I suspect it is due to the flattening in the SparseFock.

Alphaharrius commented 8 months ago

The problem is related to the line Iterators.product(crystalhomefock|>enumerate, regionfock|>enumerate) since enumerate requires to iterate through the iterator and the implementation of iterate for SparseFock is iterate on the Subset{Mode} generated from orderedmodes(::SparseFock), which requires a flattening of the representation Subset{Subset{Mode}} of the SparseFock. This is proven to be very slow to compute for large FockSpace which adds up when doing product.

Prove

Performed an isolation of the flatten by calling orderedmodes before adding into product as argument, now the process have speed up by huge margin in which the preparation timer doesn't even show up.

Proposed fix

The root cause is the structure of SparseFock which uses Subset{Subset{Mode}} and requires flattening every time we need to access its Mode collection, thus it is better to swap out SparseFock to a new type which uses Subset{Mode} only.

Alphaharrius commented 8 months ago

In addition, it will be better if the underlying implementation of Subset can be changed since OrderedSet is not very performant in operations of slicing, union and intersect, and not very memory efficient since it is intrinsically a OrderedDict. We can simplify it by introduce a much simpler structure consisting only a Tuple and Dict.

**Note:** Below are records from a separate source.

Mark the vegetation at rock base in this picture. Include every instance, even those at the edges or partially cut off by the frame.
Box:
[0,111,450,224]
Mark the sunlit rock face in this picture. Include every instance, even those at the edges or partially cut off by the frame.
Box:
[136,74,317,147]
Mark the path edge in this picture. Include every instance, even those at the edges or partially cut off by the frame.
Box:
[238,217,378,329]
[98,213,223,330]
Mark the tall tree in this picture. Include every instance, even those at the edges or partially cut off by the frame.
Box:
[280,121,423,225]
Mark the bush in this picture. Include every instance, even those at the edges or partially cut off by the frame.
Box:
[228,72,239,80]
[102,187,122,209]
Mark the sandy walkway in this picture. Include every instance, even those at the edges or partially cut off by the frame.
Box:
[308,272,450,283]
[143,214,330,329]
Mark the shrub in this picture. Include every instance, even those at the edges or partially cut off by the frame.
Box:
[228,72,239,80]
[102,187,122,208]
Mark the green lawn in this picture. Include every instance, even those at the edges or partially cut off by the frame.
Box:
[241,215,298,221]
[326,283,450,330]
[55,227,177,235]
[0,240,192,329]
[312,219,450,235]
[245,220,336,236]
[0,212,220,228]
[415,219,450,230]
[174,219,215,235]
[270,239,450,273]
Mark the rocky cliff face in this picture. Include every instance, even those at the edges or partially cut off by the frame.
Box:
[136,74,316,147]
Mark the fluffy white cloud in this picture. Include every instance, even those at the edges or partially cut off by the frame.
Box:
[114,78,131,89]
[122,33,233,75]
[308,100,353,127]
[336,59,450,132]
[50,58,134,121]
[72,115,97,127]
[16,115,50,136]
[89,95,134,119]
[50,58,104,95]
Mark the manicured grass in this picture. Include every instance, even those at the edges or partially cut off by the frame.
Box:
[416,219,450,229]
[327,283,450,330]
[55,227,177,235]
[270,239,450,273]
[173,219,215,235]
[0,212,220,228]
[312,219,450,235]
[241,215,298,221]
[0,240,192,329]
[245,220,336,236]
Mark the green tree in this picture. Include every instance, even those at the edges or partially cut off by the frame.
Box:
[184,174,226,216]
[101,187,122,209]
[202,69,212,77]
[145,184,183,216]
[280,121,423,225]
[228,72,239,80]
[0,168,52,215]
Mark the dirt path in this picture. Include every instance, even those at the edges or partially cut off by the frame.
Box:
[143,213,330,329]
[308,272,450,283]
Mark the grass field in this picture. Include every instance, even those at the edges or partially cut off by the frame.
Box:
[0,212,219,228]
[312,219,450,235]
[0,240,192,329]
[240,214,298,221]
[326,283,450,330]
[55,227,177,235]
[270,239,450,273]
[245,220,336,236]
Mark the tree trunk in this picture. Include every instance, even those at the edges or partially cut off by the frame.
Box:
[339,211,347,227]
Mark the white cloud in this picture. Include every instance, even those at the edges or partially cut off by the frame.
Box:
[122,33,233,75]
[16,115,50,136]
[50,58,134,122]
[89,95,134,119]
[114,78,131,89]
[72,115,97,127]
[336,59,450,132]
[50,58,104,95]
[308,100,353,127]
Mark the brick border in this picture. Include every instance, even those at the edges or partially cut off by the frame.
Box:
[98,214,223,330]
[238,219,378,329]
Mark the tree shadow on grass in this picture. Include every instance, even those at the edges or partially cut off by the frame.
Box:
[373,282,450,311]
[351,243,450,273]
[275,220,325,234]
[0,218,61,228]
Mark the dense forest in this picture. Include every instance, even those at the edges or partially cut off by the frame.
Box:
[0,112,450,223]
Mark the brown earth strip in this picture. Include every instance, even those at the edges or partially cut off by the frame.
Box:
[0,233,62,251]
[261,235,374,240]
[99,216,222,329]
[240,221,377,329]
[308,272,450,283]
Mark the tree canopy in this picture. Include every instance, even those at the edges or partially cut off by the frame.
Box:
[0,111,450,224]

Alphaharrius commented 8 months ago

This fix includes a more computational efficient Subset and a new FockSpace implementation named NormalFock using the new Subset as its representation. Test shows the slowness issue described by @samwongapple is solved from the original 45s to <1s since that counting timer does not even appear. This test also enhanced the performance of the overall codebase which test case for cherninsulator.jl with system size of 96x96 can execute the 1st renormalization in 22s comparing to the previous ~60s on a test computer of MacBook Pro M3 Max 12-core.

Alphaharrius commented 8 months ago

This issue is fixed, waiting for @samwongapple to verify the pull request.